Green, how I want you green. 
Green wind. Green branches. 
The ship out on the sea 
and the horse on the mountain. 
With the shade around her waist 
she dreams on her balcony, 
green flesh, her hair green, 
with eyes of cold silver. 
Green, how I want you green. 
Under the gypsy moon, 
all things are watching her 
and she cannot see them. 

Here's the rest. The version I grew up with translated 'quiero' to 'love' rather than 'want', but I suppose this is more contextually accurate. 



But not this green. I HATE this green.

On an entirely unrelated topic: House Shows! I went to one last night, the first in a while. It reminded me how exhausting and great they are, and why I don't go too often. 

West Philadelphia is full of great big Victorian houses that were once very grand and are now bursting with punks. Some have huge pyramidal stacks of empty 40s on the stained marble mantlepieces. Others are full of paintings and Christmas lights. Some are houseplant jungles, most have dogs and cats and giant bike piles near the door. They are usually warm and friendly and dilapidated and smell of weed and zealous vegan sweat. 


Usually the shows are in the inevitably disgusting basement. I've found myself sitting on derelict washing machines, dancing in the slot between two filing cabinets, and trying not to knock over an extra bike pile. Usually the deliriously drunk and happy listeners are respectful of the house and appliances, though last night a particularly hammered young yob was punching the ceiling pipes for no particular reason and pulling the insulation off.  


The bands can be anything from absolutely terrible- a duo whose broken amp produced earsplitting shrieks at random intervals but soldiered on for half an hour anyway comes to mind-- but they can also be great. You never know, and I've enjoyed shows from the third floor of the house because to descend was to stop hearing music and just be subjected to vibrations and pain from the overamped band in the basement. 

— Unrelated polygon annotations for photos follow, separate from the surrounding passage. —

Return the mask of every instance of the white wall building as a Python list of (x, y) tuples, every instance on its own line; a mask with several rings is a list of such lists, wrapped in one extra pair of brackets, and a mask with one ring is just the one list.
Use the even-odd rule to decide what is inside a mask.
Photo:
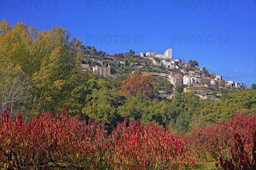
[(197, 77), (192, 76), (183, 76), (183, 84), (191, 85), (193, 83), (197, 83)]
[(158, 57), (163, 58), (172, 59), (172, 48), (167, 49), (164, 52), (163, 54), (157, 54), (155, 51), (148, 52), (146, 53), (146, 56), (147, 57)]

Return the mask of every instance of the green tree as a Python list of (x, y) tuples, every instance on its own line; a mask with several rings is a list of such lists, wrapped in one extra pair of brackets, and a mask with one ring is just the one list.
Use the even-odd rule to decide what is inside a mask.
[(92, 47), (92, 49), (90, 51), (90, 54), (97, 54), (97, 50), (94, 46)]
[(198, 62), (197, 61), (195, 61), (195, 60), (194, 60), (192, 61), (192, 60), (190, 60), (189, 62), (189, 64), (190, 64), (190, 65), (193, 66), (193, 67), (198, 67)]
[(252, 89), (256, 90), (256, 84), (253, 83), (252, 85)]
[(132, 51), (132, 50), (131, 49), (129, 51), (129, 54), (130, 55), (134, 55), (135, 53), (134, 51)]

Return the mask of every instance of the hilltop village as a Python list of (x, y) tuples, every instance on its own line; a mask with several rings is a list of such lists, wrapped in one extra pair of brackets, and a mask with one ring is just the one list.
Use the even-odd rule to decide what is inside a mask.
[[(92, 51), (90, 46), (84, 48)], [(232, 92), (245, 88), (243, 83), (225, 81), (221, 75), (208, 72), (205, 67), (199, 67), (195, 60), (185, 62), (183, 59), (173, 59), (172, 48), (167, 49), (163, 54), (142, 52), (138, 55), (132, 50), (129, 53), (113, 55), (102, 51), (87, 53), (83, 54), (83, 71), (113, 77), (124, 74), (132, 74), (136, 71), (140, 71), (143, 75), (151, 74), (156, 78), (161, 76), (173, 85), (173, 89), (171, 93), (159, 90), (158, 94), (170, 100), (175, 97), (176, 93), (182, 91), (192, 92), (202, 99), (218, 100), (224, 89)]]

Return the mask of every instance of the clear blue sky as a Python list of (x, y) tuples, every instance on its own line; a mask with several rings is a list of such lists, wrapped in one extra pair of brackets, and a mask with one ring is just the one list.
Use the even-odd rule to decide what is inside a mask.
[(256, 1), (200, 2), (2, 0), (0, 20), (40, 30), (65, 27), (111, 54), (172, 48), (174, 59), (195, 60), (216, 74), (221, 69), (226, 80), (250, 86), (256, 82)]

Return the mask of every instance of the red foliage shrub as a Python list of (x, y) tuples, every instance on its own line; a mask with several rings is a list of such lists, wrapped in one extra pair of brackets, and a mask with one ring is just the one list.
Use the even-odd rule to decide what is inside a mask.
[(112, 132), (115, 143), (108, 162), (116, 169), (179, 169), (185, 164), (192, 168), (195, 162), (182, 137), (174, 136), (168, 129), (149, 124), (144, 126), (139, 121), (118, 124)]
[(52, 116), (42, 113), (27, 124), (18, 113), (12, 122), (9, 112), (0, 116), (0, 167), (18, 169), (52, 169), (55, 167), (99, 168), (107, 147), (103, 124), (88, 125), (62, 114)]
[(236, 142), (230, 149), (232, 159), (223, 161), (222, 157), (220, 157), (221, 165), (224, 170), (256, 170), (256, 123), (255, 131), (253, 135), (251, 156), (244, 150), (244, 142), (242, 142), (239, 134), (234, 135)]
[[(42, 113), (28, 124), (20, 113), (0, 115), (0, 167), (9, 169), (175, 169), (195, 161), (182, 137), (140, 121), (119, 124), (108, 135), (103, 123)], [(109, 164), (108, 165), (108, 163)]]
[(248, 153), (252, 146), (250, 139), (255, 122), (256, 115), (241, 114), (230, 118), (226, 125), (212, 124), (208, 127), (202, 125), (186, 136), (189, 148), (197, 161), (215, 162), (218, 167), (220, 156), (231, 158), (230, 148), (235, 133), (239, 134), (245, 151)]

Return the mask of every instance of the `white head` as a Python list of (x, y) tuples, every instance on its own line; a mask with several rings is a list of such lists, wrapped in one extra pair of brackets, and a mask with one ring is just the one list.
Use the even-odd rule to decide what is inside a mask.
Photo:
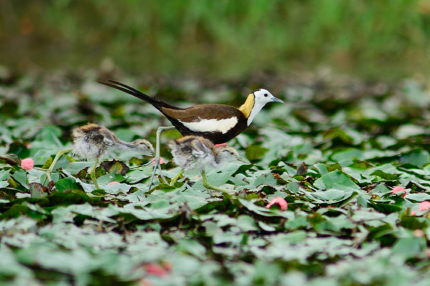
[(241, 111), (246, 114), (246, 114), (248, 114), (246, 122), (248, 126), (251, 124), (262, 108), (268, 102), (284, 103), (284, 101), (274, 96), (268, 90), (262, 88), (257, 89), (248, 96), (245, 104), (240, 108), (242, 108)]

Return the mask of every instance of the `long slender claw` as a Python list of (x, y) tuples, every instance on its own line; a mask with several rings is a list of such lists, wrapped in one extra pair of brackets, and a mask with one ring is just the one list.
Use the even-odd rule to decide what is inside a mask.
[(51, 174), (54, 171), (54, 169), (55, 168), (55, 165), (56, 164), (57, 161), (58, 161), (58, 159), (61, 158), (61, 156), (62, 156), (65, 154), (70, 152), (72, 150), (72, 149), (66, 149), (65, 150), (60, 150), (60, 151), (58, 151), (58, 153), (56, 153), (55, 156), (55, 157), (54, 157), (54, 159), (52, 160), (52, 162), (51, 163), (50, 166), (49, 168), (48, 168), (48, 169), (46, 170), (46, 177), (45, 177), (45, 178), (44, 180), (44, 182), (43, 183), (42, 183), (42, 185), (45, 184), (45, 183), (46, 181), (46, 179), (49, 180), (48, 182), (50, 182), (51, 181), (52, 181), (52, 180), (51, 179)]
[(92, 183), (94, 183), (94, 185), (96, 186), (96, 188), (98, 190), (100, 189), (100, 187), (98, 187), (98, 183), (97, 182), (97, 177), (96, 176), (96, 168), (97, 168), (98, 164), (98, 160), (96, 160), (96, 162), (94, 162), (94, 165), (91, 168), (91, 173), (90, 173), (90, 177), (91, 178)]
[(214, 190), (214, 191), (218, 191), (218, 192), (221, 192), (222, 193), (224, 193), (224, 194), (228, 194), (228, 195), (232, 195), (234, 193), (234, 191), (233, 190), (228, 190), (228, 189), (215, 187), (214, 186), (212, 186), (209, 184), (209, 182), (208, 182), (208, 179), (206, 178), (206, 172), (204, 170), (202, 171), (202, 183), (203, 183), (203, 186), (206, 189)]
[(151, 175), (151, 178), (150, 180), (150, 186), (148, 187), (149, 190), (150, 190), (151, 187), (152, 187), (154, 177), (156, 175), (156, 171), (157, 169), (158, 169), (160, 171), (162, 179), (164, 180), (164, 182), (167, 182), (167, 181), (166, 181), (166, 178), (162, 175), (161, 166), (160, 165), (160, 136), (161, 135), (162, 132), (164, 131), (171, 130), (174, 129), (176, 128), (174, 126), (162, 126), (158, 127), (157, 129), (156, 139), (156, 157), (155, 158), (154, 158), (154, 160), (155, 161), (155, 164), (154, 166), (154, 169), (152, 170), (152, 173)]
[(138, 168), (142, 168), (142, 167), (146, 167), (146, 166), (148, 166), (148, 165), (150, 165), (151, 164), (152, 164), (153, 162), (154, 162), (155, 161), (156, 161), (156, 158), (154, 158), (153, 159), (152, 159), (152, 160), (150, 160), (150, 161), (149, 161), (146, 164), (141, 165), (140, 166), (138, 166), (137, 167), (134, 167), (132, 168), (130, 168), (130, 170), (134, 170), (134, 169), (138, 169)]
[(178, 173), (174, 177), (172, 178), (172, 180), (170, 181), (170, 184), (169, 184), (169, 186), (174, 186), (175, 183), (176, 182), (178, 179), (180, 178), (180, 176), (182, 176), (182, 174), (184, 174), (184, 169), (182, 169), (180, 172)]

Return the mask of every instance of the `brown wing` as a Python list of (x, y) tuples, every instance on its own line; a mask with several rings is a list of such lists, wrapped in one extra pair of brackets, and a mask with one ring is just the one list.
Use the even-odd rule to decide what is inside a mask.
[(200, 104), (184, 109), (162, 107), (162, 111), (166, 116), (182, 122), (196, 122), (202, 119), (224, 119), (233, 116), (238, 119), (244, 117), (238, 109), (224, 104)]

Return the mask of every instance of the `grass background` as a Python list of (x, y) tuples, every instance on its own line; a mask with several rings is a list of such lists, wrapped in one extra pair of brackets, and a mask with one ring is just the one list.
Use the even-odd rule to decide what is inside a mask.
[(367, 78), (428, 73), (430, 1), (12, 1), (0, 58), (25, 70), (240, 77), (321, 64)]

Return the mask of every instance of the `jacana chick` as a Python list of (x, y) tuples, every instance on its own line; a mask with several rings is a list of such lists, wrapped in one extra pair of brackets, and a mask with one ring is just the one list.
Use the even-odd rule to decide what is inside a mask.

But I like being clean and like my personal space and don't enjoy being sweated, spat or stepped on, so I hadn't gone in a while. But last night we went because a lovely friend lives in that particular house, and this guy called Erik Peterson was playing.  And damed if it wasn't an absolutely cathartic experience to be crammed into a living room (moving up!) with dozens of overexcited teenagers hollering 'SEE YOU IN HELL, BOYS!' 



'I'll be coming to recruit your rebel children!'

And yes, I felt a hundred years old, but it was nice to see that a bunch of suburban looking kids were just as into idealistic lefty punk as I was at their age (and still am in a corner of my cold and cynical little soul). 

There was another band I like, called Blackbird Raum. It was hard to hear them though, because the crowd (now relegated back into the basement) thought that an acoustic folk punk set is an appropriate time to start moshing. I stood on an end table to peek over the crowd, and could barely see the band past the roiling mass of tipsy young heads. I didn't miss being younger, when I would have stayed farther up in the throng. I didn't miss being clipped in the ear with studded pleather boots. I didn't miss concentrating on the band with half my mind and avoiding sharp spikes and elbows with the other half. 

But I missed enjoying these things, just a little bit.

It's better without the screaming kids.

And then I spent much of today dealing with taxes because I am a grownup.

Where else in this world will you be welcomed into a house and know that you'll recognize many of the faces, where you can sit in a colorful kitchen between sets, chatting away with new acquaintances, where you can pay seven bucks and hear three genuinely good bands? (The third was called Pale Robin). 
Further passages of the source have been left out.